Jim Powers said he only found out shortly before the meeting and argued that customers should be proactively informed and given plain-language explanations, not expected to navigate large technical filings.
Data center rumors addressed
Some residents raised concerns that growth or potential data-center load might be driving costs. In response, Vey said data centers are not being used as a basis for this case and described interruptible-rate structures that would make large loads subject to curtailment before residential customers.
What would this mean for a typical household?
During the hearing, Vesey stated that an average residential customer using about 800 kWh per month could see a bill impact of roughly $28 more per month under the filing.

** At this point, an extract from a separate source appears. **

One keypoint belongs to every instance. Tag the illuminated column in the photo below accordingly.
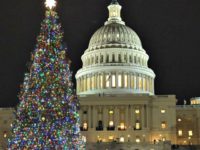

MDU also emphasized that the fuel and purchased power portion of bills is adjusted through a pass-through mechanism and is not described by the company as a profit center. Those adjustments can change annually which some residents said contributed to the feeling that bills have already risen substantially in recent years.
What happens next
Hearing Officer Ivan Williams told attendees that public comments become part of the official record and encouraged residents to review the docket materials and stay engaged. Williams also provided a public contact number for follow-up questions: 307-777-5746.
A settlement in principle between MDU and the OCA was mentioned during the meeting, but attendees were told it was not yet filed or approved at the time of the hearing.
An evidentiary hearing is scheduled for February 17, 2026, in Cheyenne, where the PSC will hear testimony and make a decision based on prudence, necessity, and whether rates are “just and reasonable.”
Residents can find filings by searching the PSC docket using Docket No. 20004-174-ER-25 and Record No. 17880.
Bottom line
This case is shaping up to be one of the most closely watched utility proceedings in northern Wyoming in years. For MDU, it’s a question of recovering investments and covering rising costs after nearly a decade without a general rate reset. For many residents, it’s about basic affordability and whether a sudden increase of this magnitude is fair in a county with rapid growth, rising living costs, and a large population living on fixed incomes.
As one speaker put it plainly: people aren’t just asking whether the system needs investment. They’re asking who pays, how fast, and what happens to the neighbors who can’t keep up.